Remark 84.16.5 (Ringed variant). Let $\mathcal{C}$ be a site. Let $\mathcal{O}_\mathcal {C}$ be a sheaf of rings. Given a simplicial semi-representable object $K$ of $\mathcal{C}$ we set $\mathcal{O} = a^{-1}\mathcal{O}_\mathcal {C}$, where $a$ is as in Lemmas 84.16.1 and 84.16.2. The constructions above, keeping track of the sheaves of rings as in Remark 84.15.6, give

a ringed site $((\mathcal{C}/K)_{total}, \mathcal{O})$ for a simplicial $K$ object of $\text{SR}(\mathcal{C})$,

a morphism of ringed topoi $a : (\mathop{\mathit{Sh}}\nolimits ((\mathcal{C}/K)_{total}), \mathcal{O}) \to (\mathop{\mathit{Sh}}\nolimits (\mathcal{C}), \mathcal{O}_\mathcal {C})$,

morphisms of ringed topoi $a_ n : (\mathop{\mathit{Sh}}\nolimits (\mathcal{C}/K_ n), \mathcal{O}_ n) \to (\mathop{\mathit{Sh}}\nolimits (\mathcal{C}), \mathcal{O}_\mathcal {C})$,

a functor $a_! : \textit{Mod}(\mathcal{O}) \to \textit{Mod}(\mathcal{O}_\mathcal {C})$ left adjoint to $a^*$.

The functor $a_!$ exists (but in general is not exact) because $a^{-1}\mathcal{O}_\mathcal {C} = \mathcal{O}$ and we can replace the use of Modules on Sites, Lemma 18.16.2 in the proof of Lemma 84.16.2 by Modules on Sites, Lemma 18.41.1. As discussed in Remark 84.15.6 there are exact functors $a_{n!} : \textit{Mod}(\mathcal{O}_ n) \to \textit{Mod}(\mathcal{O}_\mathcal {C})$ left adjoint to $a_ n^*$. Consequently, the morphisms $a$ and $a_ n$ are flat.
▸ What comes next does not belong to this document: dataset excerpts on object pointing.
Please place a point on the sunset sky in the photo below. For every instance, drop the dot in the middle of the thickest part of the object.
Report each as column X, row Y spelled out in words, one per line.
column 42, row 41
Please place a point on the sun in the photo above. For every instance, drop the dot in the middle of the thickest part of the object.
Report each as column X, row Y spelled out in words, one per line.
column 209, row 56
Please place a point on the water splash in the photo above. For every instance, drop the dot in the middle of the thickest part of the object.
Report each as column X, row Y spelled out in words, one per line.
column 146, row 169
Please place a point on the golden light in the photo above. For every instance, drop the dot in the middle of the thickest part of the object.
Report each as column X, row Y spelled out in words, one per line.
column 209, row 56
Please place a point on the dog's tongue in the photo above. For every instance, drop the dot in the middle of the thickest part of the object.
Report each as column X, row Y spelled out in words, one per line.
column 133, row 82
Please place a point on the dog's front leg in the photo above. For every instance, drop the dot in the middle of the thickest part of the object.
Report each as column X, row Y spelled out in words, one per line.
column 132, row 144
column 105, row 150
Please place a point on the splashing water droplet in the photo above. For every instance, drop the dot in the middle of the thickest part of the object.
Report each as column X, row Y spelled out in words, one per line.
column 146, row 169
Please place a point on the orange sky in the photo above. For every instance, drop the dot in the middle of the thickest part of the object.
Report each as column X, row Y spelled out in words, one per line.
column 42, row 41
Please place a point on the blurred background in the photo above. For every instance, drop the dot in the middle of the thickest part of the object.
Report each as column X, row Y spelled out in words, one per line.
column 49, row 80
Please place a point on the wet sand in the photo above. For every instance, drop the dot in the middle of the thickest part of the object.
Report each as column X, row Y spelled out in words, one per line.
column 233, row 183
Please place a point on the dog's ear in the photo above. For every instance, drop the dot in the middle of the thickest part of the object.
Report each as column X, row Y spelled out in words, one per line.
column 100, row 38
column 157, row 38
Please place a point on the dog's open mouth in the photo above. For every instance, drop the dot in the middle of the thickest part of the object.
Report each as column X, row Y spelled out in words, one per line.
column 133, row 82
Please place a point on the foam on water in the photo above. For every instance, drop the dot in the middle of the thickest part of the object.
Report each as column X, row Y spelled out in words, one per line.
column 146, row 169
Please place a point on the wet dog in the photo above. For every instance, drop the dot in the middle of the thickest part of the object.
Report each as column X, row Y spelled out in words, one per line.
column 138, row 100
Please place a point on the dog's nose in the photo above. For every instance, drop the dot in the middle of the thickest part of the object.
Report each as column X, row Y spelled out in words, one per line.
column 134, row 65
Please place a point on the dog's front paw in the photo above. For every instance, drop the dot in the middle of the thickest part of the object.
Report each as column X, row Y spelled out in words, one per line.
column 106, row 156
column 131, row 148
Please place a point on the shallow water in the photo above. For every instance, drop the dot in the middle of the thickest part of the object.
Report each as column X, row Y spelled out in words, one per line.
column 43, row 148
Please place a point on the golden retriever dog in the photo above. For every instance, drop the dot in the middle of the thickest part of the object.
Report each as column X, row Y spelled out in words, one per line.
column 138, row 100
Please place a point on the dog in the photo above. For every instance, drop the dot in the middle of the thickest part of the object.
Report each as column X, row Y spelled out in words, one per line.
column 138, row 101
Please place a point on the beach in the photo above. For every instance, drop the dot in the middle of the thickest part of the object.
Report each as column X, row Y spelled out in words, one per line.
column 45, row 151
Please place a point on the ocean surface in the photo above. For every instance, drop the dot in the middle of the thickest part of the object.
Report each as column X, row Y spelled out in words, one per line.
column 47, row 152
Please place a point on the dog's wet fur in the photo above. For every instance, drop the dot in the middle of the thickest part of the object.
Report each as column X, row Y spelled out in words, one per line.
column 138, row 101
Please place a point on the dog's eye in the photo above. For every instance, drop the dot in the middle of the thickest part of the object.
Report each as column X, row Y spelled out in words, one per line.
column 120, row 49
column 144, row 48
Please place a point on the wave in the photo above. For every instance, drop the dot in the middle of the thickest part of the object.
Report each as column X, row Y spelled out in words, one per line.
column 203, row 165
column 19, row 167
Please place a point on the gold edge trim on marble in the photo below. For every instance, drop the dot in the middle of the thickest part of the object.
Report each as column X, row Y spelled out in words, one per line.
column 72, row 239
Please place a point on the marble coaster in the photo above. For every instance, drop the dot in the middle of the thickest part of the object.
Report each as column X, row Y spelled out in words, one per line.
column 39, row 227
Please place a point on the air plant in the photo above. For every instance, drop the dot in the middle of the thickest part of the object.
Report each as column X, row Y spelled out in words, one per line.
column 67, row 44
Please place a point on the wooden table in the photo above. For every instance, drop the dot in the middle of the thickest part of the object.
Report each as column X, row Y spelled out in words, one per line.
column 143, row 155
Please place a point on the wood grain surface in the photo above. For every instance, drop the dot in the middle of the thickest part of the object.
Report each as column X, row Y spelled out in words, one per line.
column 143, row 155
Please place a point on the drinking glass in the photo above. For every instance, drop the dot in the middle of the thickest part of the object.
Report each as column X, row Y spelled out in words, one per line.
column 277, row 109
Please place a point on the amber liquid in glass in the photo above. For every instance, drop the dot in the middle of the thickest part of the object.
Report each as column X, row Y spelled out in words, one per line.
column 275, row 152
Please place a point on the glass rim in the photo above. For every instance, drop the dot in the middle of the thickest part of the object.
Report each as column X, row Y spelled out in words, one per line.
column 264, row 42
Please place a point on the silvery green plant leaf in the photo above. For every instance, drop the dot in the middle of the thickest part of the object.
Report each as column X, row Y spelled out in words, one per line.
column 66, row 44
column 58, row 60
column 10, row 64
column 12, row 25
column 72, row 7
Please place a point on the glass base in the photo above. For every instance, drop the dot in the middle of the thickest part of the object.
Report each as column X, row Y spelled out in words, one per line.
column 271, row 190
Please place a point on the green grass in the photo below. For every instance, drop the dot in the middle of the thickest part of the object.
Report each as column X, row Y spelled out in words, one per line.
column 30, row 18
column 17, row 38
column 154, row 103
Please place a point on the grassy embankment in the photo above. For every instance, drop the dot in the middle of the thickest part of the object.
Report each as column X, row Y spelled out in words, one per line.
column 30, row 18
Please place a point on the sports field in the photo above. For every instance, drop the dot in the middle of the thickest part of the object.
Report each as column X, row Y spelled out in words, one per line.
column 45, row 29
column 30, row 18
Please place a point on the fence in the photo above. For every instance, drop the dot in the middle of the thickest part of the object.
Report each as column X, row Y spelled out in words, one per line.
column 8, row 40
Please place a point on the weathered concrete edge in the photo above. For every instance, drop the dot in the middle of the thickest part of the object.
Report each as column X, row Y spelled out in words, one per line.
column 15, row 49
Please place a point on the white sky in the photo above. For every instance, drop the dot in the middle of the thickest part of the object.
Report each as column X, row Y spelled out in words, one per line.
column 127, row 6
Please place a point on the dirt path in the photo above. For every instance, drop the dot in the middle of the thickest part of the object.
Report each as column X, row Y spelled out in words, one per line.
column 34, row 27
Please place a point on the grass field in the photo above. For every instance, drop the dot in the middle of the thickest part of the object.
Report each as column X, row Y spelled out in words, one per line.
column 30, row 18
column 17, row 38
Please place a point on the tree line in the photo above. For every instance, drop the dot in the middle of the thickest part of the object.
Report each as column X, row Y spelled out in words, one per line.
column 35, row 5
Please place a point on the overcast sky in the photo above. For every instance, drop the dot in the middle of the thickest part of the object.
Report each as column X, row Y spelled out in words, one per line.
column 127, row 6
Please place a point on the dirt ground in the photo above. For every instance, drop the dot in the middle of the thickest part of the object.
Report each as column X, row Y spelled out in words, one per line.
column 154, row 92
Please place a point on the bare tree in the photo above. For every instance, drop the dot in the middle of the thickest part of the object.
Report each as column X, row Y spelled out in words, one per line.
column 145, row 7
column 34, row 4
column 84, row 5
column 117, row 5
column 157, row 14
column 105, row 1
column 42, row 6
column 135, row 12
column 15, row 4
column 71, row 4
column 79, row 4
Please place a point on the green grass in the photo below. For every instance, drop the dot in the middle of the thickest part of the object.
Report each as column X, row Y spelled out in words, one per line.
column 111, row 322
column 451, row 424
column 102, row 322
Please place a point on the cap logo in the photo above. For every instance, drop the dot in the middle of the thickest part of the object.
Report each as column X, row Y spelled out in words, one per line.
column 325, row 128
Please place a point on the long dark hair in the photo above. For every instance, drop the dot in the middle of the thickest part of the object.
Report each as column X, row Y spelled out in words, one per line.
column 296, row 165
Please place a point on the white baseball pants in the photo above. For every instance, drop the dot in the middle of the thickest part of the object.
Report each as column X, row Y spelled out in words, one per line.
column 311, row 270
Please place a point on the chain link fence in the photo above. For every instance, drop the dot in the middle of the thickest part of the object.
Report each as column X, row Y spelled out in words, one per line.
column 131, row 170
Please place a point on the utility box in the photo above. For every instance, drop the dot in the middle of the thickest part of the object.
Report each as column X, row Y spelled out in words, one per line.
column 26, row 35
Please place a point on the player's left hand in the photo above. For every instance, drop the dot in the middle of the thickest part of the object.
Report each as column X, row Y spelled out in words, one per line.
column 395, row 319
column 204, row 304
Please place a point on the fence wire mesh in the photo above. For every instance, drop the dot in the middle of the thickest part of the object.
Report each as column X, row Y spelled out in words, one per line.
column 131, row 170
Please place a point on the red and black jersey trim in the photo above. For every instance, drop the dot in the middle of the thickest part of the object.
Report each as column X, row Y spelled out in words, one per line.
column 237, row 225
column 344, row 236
Remark 84.15.6 implies the morphism of ringed topoi $f_\varphi : (\mathop{\mathit{Sh}}\nolimits (\mathcal{C}/K_ n), \mathcal{O}_ n) \to (\mathop{\mathit{Sh}}\nolimits (\mathcal{C}/K_ m), \mathcal{O}_ m)$ for $\varphi : [m] \to [n]$ is flat and there exists an exact functor $f_{\varphi !} : \textit{Mod}(\mathcal{O}_ n) \to \textit{Mod}(\mathcal{O}_ m)$ left adjoint to $f_\varphi ^*$. This in turn implies that for the flat morphism of ringed topoi $g_ n : (\mathop{\mathit{Sh}}\nolimits (\mathcal{C}/K_ n), \mathcal{O}_ n) \to (\mathop{\mathit{Sh}}\nolimits ((\mathcal{C}/K)_{total}), \mathcal{O})$ the functor $g_{n!} : \textit{Mod}(\mathcal{O}_ n) \to \textit{Mod}(\mathcal{O})$ left adjoint to $g_ n^*$ is exact, see Lemma 84.6.3.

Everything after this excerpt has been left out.